With Paris St. Germain having spent about $470 million on the transfer market and Bayern Munich bosses defending its club’s frugality, the German media have dubbed Wednesday’s Champions League clash Experience vs. Transfer Insanity and a Kampf der Systeme – a battle of systems.
Bayern’s most expensive summer signing was 22-year-old French midfielder Corentin Tolisso, who cost $46.2 million.
Paris St. Germain, bankrolled by its Qatari owners, bought Neymar for $260 million and Kylian Mbappe for $195 million (a figure that could rise to $212 million).
Bayern Munich, which won its last of five European Cups in 2013, exited the Champions League last season in the quarterfinals after three straight semifinals exits. PSG is coming off four straight quarterfinal exits and its best showing ever was a 1995 semifinal appearance.
Bayern CEO Karl-Heinz Rummenigge called Wednesday’s game “a meeting between two different cultures.”
“On the one side is a new-rich club, and us, the old rich,” said Rummenigge. “The pressure is mainly on PSG. Whoever spends so much money, must win the Champions League.”
Bayern spent about $100 million on new players last summer, about a fifth of what PSG shelled out.
“Everyone has their own philosophy, including Bayern Munich.” Rummenigge said. “We have been and are successful with ours, on and off the field.”
While even Bayern striker Robert Lewandowski criticized Bayern for not spending more on new talent, Rummenigge and club president Uli Hoeness have defended the way Bayern, winner of the last five Bundesliga titles, runs its business.
“A 100 million euro player is unacceptable for FC Bayern,” Hoeness told Kicker. “There will come a time when all those who have poured out so much money will have to bake smaller bread because the success the investors imagined will not have been attained.
“The investors will have had enough, and then our time will come.

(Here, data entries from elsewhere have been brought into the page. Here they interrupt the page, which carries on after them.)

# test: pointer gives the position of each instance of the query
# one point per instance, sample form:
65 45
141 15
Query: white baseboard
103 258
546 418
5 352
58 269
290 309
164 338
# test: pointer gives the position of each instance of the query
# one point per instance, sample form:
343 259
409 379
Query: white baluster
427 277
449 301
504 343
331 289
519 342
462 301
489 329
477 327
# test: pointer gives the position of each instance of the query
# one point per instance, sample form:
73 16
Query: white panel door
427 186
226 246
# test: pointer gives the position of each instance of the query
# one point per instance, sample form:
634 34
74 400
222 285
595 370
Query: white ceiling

Then people will sing our praises because we will have success from our own work and resources.”
Bayern, which recently invested $80 million in its youth academy with the aim of producing its own talent, enters Wednesday’s game after tying VfL Wolfsburg in its last Bundesliga clash and, because of an early-season 2-0 loss to Hoffenheim, is in third place.
"We were slow, not compact enough and had no intensity,” said Bayern coach Carlo Ancelotti after the tie with Wolfsburg. “We'll have to play differently in Paris."

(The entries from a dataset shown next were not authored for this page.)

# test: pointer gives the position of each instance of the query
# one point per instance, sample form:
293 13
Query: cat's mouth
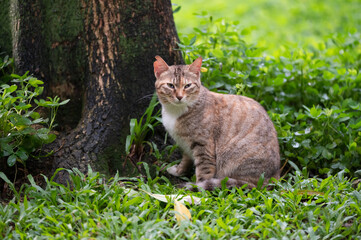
179 102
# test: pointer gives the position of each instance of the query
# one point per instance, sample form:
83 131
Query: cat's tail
211 184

Arjen Robben, asked to address free-spending PSG responded with the “money doesn’t score goals” argument.
“Paris may have spent a few more Euros than we did,” said Bayern's Dutch winger. “That’s one of many differences between the two clubs. But it’s quality that scores goals. Good teams score goals.”
Good article Mike. To put this in perspective, Bayern spends plenty. They just look frugal against the excesses of the biggest spending clubs which drives up the cost of player acquisitions for everyone. Bayern is a club run by footballers for footballers.
"Club run by footballers for footballers", very well said.
Bayern has also decided to invest in an new youth academy of $18million. Buying players and spend that much per players like PSG does not mean they play the best quality soccer. As Cruyff states, a team is not made up of the 11 best players but 11 players who the best together in manner that makes each one function in the most optimum manner.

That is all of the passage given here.